また、本実施の形態においては、シールド部材60に多数の小孔が設けられるため、プラズマ生成空間12aとマイクロ波遮蔽空間12bの間を中性ガスが行き来することができる。プラズマ生成空間12aにおいてイオン化していない中性ガスは、生成されるプラズマによって加熱され、加熱された中性ガスがマイクロ波遮蔽空間12bへ移動してライナ20を加熱する。ライナ20が加熱されて高温に保たれると、ライナ20の表面にイオン化物質が付着しにくくなる。このようにして、ライナ20による保護機能を高めることができる。一方で、マイクロ波イオン源10には冷却ジャケット22が設けられているので、マイクロ波イオン源10の過度の温度上昇は抑制できる。

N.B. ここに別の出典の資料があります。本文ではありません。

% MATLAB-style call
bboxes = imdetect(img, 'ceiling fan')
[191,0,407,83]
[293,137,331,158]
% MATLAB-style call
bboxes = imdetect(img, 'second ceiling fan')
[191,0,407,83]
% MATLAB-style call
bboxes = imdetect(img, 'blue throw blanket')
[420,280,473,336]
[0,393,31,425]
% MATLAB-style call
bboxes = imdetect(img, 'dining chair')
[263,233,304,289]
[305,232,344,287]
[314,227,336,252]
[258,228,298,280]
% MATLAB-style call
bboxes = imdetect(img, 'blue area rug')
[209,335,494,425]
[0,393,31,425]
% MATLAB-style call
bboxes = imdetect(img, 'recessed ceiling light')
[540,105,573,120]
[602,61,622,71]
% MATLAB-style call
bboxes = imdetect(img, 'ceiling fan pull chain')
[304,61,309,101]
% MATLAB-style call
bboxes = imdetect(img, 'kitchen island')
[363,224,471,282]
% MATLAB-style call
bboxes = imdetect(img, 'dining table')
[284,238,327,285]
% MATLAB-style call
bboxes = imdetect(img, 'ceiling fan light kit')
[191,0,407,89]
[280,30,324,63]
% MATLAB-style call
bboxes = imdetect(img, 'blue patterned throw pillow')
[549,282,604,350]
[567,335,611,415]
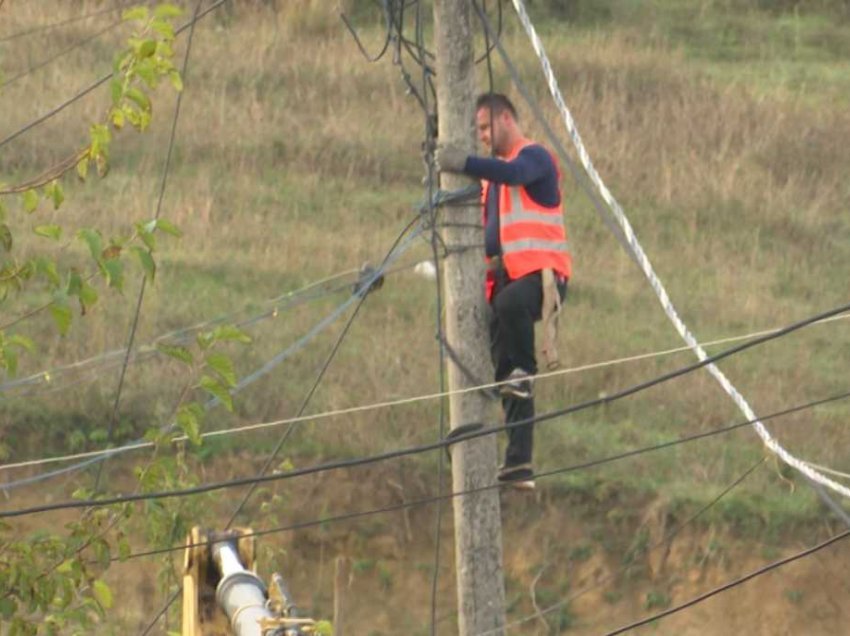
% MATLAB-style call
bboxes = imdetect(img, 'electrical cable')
[106,391,850,568]
[94,0,204,493]
[225,217,419,529]
[6,308,850,476]
[0,263,438,400]
[475,455,767,636]
[339,0,392,63]
[0,0,137,43]
[512,0,850,497]
[408,2,447,636]
[142,218,430,636]
[0,0,229,148]
[605,530,850,636]
[472,0,634,259]
[0,228,421,492]
[0,296,850,518]
[0,20,123,89]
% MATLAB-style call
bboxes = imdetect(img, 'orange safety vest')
[482,139,572,299]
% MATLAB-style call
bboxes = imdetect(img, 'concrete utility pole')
[434,0,505,636]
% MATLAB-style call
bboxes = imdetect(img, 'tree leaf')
[92,579,112,609]
[77,155,89,181]
[9,334,35,353]
[77,227,103,263]
[207,353,236,387]
[176,404,203,446]
[156,219,183,238]
[33,225,62,241]
[100,259,124,291]
[212,325,251,344]
[0,596,18,620]
[0,343,18,376]
[130,245,156,281]
[127,86,151,110]
[153,2,183,18]
[100,244,121,261]
[79,281,97,314]
[168,70,183,93]
[50,304,73,336]
[138,40,156,57]
[0,223,13,252]
[121,6,149,22]
[156,343,195,365]
[33,256,61,287]
[201,375,233,411]
[21,190,38,214]
[44,181,65,210]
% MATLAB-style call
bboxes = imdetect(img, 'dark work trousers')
[490,270,567,466]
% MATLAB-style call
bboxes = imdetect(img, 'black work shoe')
[496,464,535,490]
[499,367,534,400]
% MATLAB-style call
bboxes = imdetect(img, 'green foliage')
[0,4,195,634]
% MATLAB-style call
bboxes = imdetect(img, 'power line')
[0,20,123,88]
[6,308,850,476]
[142,205,422,636]
[0,336,848,518]
[0,263,428,398]
[475,455,767,636]
[106,391,850,564]
[226,212,419,528]
[605,530,850,636]
[504,0,850,497]
[0,0,229,148]
[94,0,203,492]
[0,0,136,43]
[0,226,422,491]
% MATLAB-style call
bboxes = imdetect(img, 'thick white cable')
[0,314,850,472]
[512,0,850,498]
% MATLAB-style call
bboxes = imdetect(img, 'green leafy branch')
[0,4,183,373]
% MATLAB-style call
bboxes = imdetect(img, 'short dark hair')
[475,93,519,120]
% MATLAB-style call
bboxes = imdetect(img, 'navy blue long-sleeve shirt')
[463,144,561,256]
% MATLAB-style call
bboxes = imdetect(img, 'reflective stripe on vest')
[502,239,569,254]
[499,186,568,254]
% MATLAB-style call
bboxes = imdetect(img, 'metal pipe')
[212,542,273,636]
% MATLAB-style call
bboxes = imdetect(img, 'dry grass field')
[0,0,850,635]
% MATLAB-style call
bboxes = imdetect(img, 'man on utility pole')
[434,0,505,636]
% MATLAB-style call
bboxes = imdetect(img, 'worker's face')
[475,107,509,156]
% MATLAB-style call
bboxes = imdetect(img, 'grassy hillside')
[0,0,850,633]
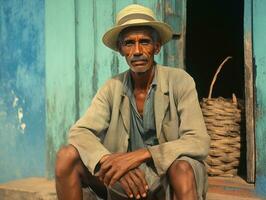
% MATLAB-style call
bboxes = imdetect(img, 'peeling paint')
[18,108,23,123]
[12,96,19,108]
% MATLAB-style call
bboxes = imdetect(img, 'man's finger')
[103,168,115,185]
[129,170,147,198]
[119,177,134,198]
[109,167,126,186]
[134,168,149,191]
[124,174,140,199]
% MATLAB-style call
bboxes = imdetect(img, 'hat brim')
[102,21,173,51]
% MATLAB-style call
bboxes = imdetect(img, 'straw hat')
[102,4,173,51]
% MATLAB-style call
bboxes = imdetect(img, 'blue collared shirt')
[124,66,158,151]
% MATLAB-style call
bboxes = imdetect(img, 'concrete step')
[0,177,264,200]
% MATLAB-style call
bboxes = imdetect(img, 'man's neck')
[130,65,155,90]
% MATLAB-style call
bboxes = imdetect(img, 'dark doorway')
[185,0,246,176]
[186,0,244,99]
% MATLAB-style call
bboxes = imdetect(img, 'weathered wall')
[0,0,45,182]
[253,0,266,196]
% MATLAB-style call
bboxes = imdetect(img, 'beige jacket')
[68,65,210,175]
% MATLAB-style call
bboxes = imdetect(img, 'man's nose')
[133,42,142,56]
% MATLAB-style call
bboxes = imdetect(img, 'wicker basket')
[200,57,244,176]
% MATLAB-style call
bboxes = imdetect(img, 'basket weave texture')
[200,56,243,176]
[201,97,241,176]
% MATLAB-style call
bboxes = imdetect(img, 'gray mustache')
[130,56,147,62]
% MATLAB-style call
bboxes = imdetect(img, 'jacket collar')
[120,64,169,139]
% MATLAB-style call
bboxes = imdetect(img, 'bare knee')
[168,160,194,180]
[55,145,80,178]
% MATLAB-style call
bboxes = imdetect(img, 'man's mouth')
[131,59,147,65]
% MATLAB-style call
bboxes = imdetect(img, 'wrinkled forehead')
[119,26,155,39]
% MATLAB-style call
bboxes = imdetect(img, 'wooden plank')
[164,0,186,68]
[93,0,116,89]
[45,0,76,177]
[244,0,255,183]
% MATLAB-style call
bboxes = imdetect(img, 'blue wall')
[253,0,266,196]
[0,0,45,182]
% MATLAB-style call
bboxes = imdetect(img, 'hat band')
[117,13,155,25]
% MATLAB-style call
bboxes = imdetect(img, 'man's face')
[119,28,161,73]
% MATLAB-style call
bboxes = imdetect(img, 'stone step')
[0,177,264,200]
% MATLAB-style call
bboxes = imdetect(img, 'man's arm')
[96,149,151,186]
[148,72,210,175]
[68,81,111,174]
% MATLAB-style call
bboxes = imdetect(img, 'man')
[56,4,210,200]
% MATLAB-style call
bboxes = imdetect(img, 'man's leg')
[167,160,197,200]
[55,145,107,200]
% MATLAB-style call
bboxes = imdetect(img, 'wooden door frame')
[243,0,256,183]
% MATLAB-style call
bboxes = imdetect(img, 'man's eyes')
[139,39,152,45]
[123,40,135,47]
[123,39,152,47]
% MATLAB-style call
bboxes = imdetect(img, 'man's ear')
[116,42,125,56]
[154,42,162,55]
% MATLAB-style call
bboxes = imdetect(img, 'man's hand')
[119,168,149,199]
[96,149,151,186]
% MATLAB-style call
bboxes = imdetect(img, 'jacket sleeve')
[148,75,210,175]
[68,81,111,174]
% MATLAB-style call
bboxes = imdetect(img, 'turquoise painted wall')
[252,0,266,197]
[0,0,45,182]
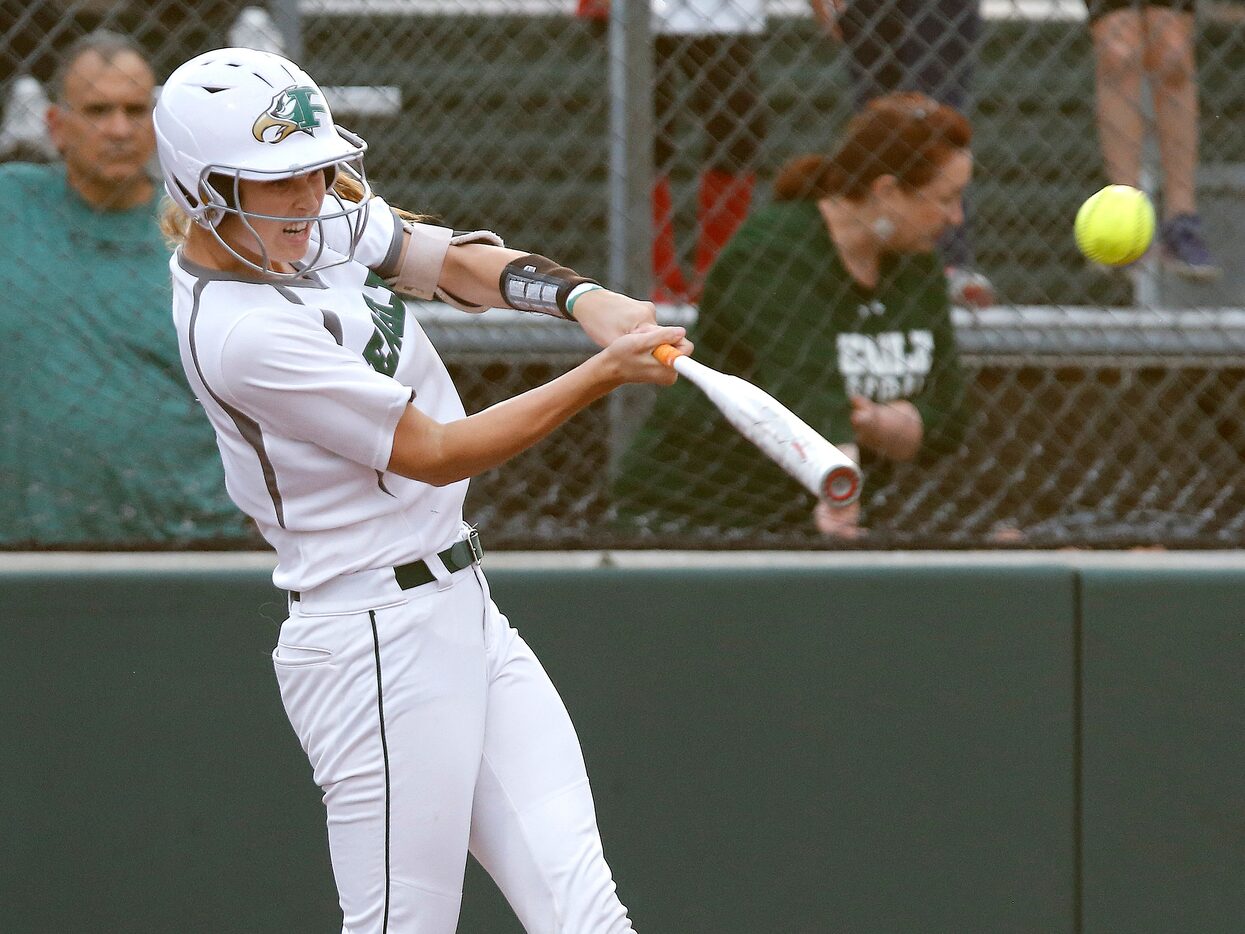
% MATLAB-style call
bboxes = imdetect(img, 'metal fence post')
[609,0,652,296]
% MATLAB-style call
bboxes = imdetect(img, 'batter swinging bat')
[652,344,860,507]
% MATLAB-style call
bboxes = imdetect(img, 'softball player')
[156,49,690,934]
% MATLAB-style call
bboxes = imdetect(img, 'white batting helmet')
[154,49,371,275]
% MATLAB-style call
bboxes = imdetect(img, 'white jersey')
[171,198,467,590]
[652,0,766,36]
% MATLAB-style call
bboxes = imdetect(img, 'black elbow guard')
[497,253,600,321]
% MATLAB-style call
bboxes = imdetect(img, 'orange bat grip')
[652,344,687,366]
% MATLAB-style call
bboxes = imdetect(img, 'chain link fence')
[0,0,1245,548]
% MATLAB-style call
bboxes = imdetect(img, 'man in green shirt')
[0,31,250,548]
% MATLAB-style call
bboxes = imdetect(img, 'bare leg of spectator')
[1092,10,1145,187]
[1145,6,1198,218]
[1144,6,1220,280]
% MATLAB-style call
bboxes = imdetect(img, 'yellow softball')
[1074,184,1154,267]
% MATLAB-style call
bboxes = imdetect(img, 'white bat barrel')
[655,345,860,508]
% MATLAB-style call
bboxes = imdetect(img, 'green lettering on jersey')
[364,274,406,376]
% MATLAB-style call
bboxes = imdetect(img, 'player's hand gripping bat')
[652,344,860,507]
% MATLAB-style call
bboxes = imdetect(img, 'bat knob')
[822,467,860,507]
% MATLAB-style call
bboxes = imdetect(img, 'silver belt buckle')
[467,529,484,564]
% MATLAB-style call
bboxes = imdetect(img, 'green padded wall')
[0,563,1074,934]
[1083,570,1245,934]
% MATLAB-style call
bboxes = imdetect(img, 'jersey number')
[364,276,406,376]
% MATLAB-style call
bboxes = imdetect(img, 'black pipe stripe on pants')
[367,610,390,934]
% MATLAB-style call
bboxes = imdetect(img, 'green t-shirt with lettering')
[614,202,964,533]
[0,163,253,547]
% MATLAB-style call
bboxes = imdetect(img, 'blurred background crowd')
[0,0,1245,549]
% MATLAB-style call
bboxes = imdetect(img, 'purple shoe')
[1159,214,1224,283]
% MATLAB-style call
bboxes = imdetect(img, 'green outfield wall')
[0,554,1245,934]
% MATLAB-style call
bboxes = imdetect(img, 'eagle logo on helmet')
[250,86,329,143]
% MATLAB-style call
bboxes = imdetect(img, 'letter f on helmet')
[250,86,329,143]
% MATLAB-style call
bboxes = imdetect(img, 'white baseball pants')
[273,559,632,934]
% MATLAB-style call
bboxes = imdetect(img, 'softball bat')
[652,344,860,507]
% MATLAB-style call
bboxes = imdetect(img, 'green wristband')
[566,283,605,321]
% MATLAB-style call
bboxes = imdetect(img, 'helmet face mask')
[156,49,371,279]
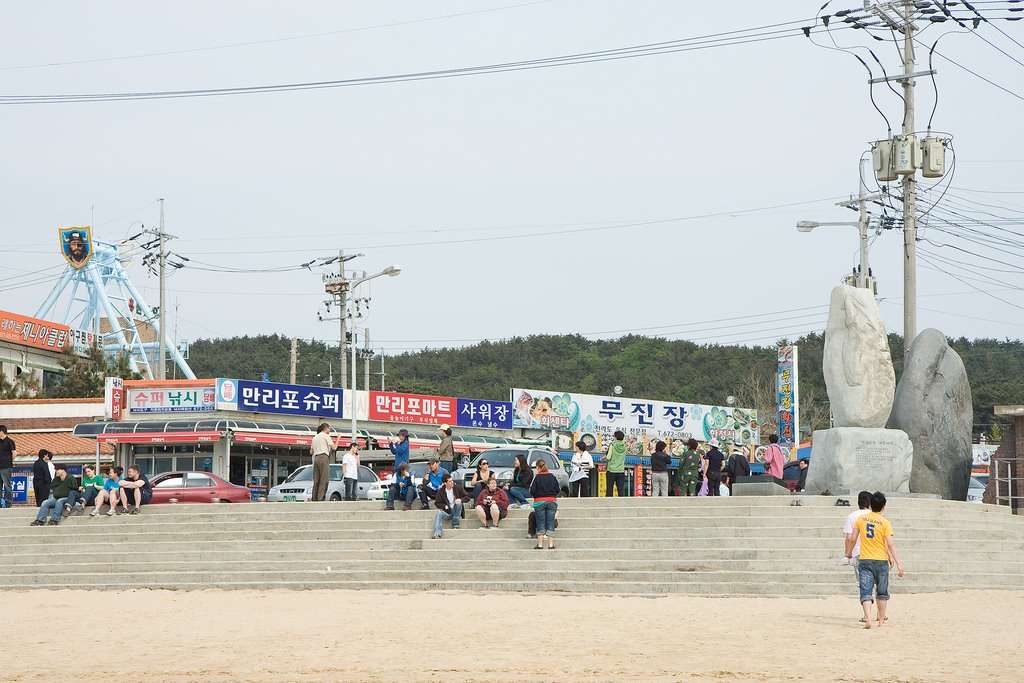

また、本実施の形態によると、ガス通路32が側壁15に埋設され、側壁15の内側に配置されているため、プラズマ室11の外に露出されていない。通常、プラズマ室11には高電圧が印加されるので、ガス通路32が側壁15の外側に配置されてプラズマ室11の外表面に凹凸が設けられると、そこを起点として放電が生じうる。本実施の形態では、ガス通路32が側壁15の内側に配置されているため、プラズマ室11の外表面を滑らかに形成することができ、外表面での放電を抑制できる。
つづいて、図5を参照しながら本発明の他の実施形態に係るマイクロ波イオン源10を説明する。この実施の形態は、シールド部材60に鍔部64が設けられず、窓保護材19の外周部にスペーサ部材40が設けられる点を除いて、上述の実施の形態と同様である。そのため、以下の説明では同様の箇所について説明を適宜省略する。
図5は、他の実施の形態に係るマイクロ波イオン源10を概略的に示す断面図である。マイクロ波イオン源10は、スペーサ部材40を備える。スペーサ部材40は、窓保護材19の外周部に設けられ、中心部に窓保護材19を収容する。スペーサ部材40は、ステンレスやアルミニウムなどの非磁性金属材料で構成される。スペーサ部材40には、マイクロ波遮蔽空間12bと連通するガス出口34を有するガス通路32が埋設される。
シールド部材60は、径方向の直径が窓保護材19と同じか、それよりも大きい筒部62を有する。筒部62は、スペーサ部材40に固定され、スペーサ部材40と出口端14の間に挟持される。これにより、マイクロ波遮蔽空間12bは、筒部62とスペーサ部材40とによりマイクロ波の侵入が抑制される。
本実施の形態においては、スペーサ部材40を設けることにより、径方向の直径がシールド部材60よりも小さい窓保護材19が配置される。窓保護材19はシールド部材60と同軸に配置されており、マイクロ波は、窓保護材19を通じてプラズマ生成空間12aに導入される。したがって、シールド部材60が鍔部64を有していない構成であっても、上述の実施の形態と同様に、マイクロ波遮蔽空間12bでのプラズマの生成を抑制できる。これにより、ライナ20の侵食を防いで、プラズマ生成空間12aに生成される堆積物を低減できる。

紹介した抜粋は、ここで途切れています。